Unlocking Scientific Data Hidden in Charts: Behind the Development of ChartRecover
Scientific charts are one of the most information-rich components of modern research papers. Every year, millions of charts are published across disciplines ranging from materials science and chemistry to biology and medicine. These charts often contain valuable experimental measurements that cannot be found anywhere else in the article.
However, despite the rapid development of artificial intelligence and scientific databases, most of these data remain effectively inaccessible to machines. Researchers can read a chart and immediately understand the trends it presents, but extracting the underlying numerical values often requires tedious manual work.
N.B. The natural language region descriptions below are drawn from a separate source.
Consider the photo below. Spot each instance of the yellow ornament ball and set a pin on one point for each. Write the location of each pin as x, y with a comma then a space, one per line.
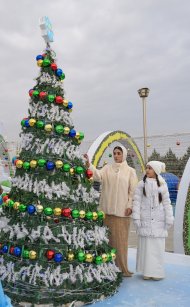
77, 136
57, 211
66, 130
70, 256
59, 164
72, 171
65, 102
33, 163
32, 122
39, 208
19, 164
82, 214
94, 216
104, 257
89, 258
48, 127
16, 205
32, 255
40, 63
Existing tools typically depend on human interaction and become impractical when processing thousands of charts at scale.
Our motivation for developing ChartRecover originated from this challenge. As we worked on large-scale scientific data collection and AI-ready database construction, we repeatedly encountered valuable experimental results that existed only as images embedded in publications. We realized that unlocking these hidden data resources could significantly accelerate data-driven scientific discovery.
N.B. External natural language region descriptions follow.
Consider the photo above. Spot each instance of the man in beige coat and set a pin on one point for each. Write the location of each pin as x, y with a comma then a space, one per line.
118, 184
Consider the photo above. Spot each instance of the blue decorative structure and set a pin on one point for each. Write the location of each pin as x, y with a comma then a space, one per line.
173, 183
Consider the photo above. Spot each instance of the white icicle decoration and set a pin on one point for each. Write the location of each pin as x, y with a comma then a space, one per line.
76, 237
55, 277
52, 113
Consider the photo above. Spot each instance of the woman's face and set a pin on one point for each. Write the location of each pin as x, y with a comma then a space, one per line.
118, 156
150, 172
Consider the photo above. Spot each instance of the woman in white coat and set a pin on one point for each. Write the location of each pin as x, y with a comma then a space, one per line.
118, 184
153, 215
The Challenge We Did Not Expect
When we first set out to automate chart extraction, we assumed that identifying the numbers on the axes would be the easy part. We thought that once an optical character recognition (OCR) system read the tick labels, we could simply map those text boxes to their corresponding numerical values.
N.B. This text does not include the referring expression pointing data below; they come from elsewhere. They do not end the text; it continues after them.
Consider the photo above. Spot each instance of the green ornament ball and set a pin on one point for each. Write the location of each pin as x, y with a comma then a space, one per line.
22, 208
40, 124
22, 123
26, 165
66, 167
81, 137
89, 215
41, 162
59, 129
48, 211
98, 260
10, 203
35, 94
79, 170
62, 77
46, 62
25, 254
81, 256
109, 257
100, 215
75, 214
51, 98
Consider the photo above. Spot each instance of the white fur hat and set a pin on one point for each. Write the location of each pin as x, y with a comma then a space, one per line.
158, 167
However, we quickly hit an unexpected roadblock. We found that even small visual offsets between the text labels and the actual tick marks produced massive errors in the recovered data coordinates. Because of variations in font sizes, line spacing, and general layout, the visual center of a text label rarely aligns perfectly with the physical tick mark. If we directly used the text's center point as our anchor, those tiny pixel deviations amplified into significant systematic mapping errors when calculating the final scientific values. This seemingly minor detail—the slight misalignment of text—became one of the biggest obstacles to achieving high-fidelity data extraction.
Building ChartRecover
To solve these issues, we developed ChartRecover(https://www.nature.com/articles/s44172-026-00691-8), an end-to-end framework designed to interpret charts much like a human researcher does, but at machine speed. We built the system around three core capabilities:
- Element Detection: Instead of relying on rigid, pre-programmed templates, our system uses an object detection architecture to intuitively identify common chart components. It robustly detects axes, tick marks, legends, and the actual data points across a wide variety of visual styles and complex layouts.
- Coordinate Recovery: To overcome the text deviation problem, we introduced a specialized algorithm that precisely associates the semantic meaning of the tick text with the exact physical pixel coordinates of the tick mark. By treating the physical tick mark as the true anchor, we successfully eliminated the impact of text rendering offsets, establishing a highly accurate mapping between the image pixels and the real-world numerical scales.
- Adaptive Parsing: In the real world, charts are messy and diverse. Bar charts, for instance, can be horizontal or vertical, and their data can be independent or stacked. We engineered ChartRecover to systematically analyze the geometric overlap and boundaries of these structures. This allows the system to automatically distinguish between stacked and non-stacked data geometries, establishing accurate baselines regardless of the journal's unique plotting conventions.
From charts to Scientific Knowledge
By transforming static images into machine-readable numbers, ChartRecover opens entirely new possibilities for building large-scale, AI-ready scientific databases.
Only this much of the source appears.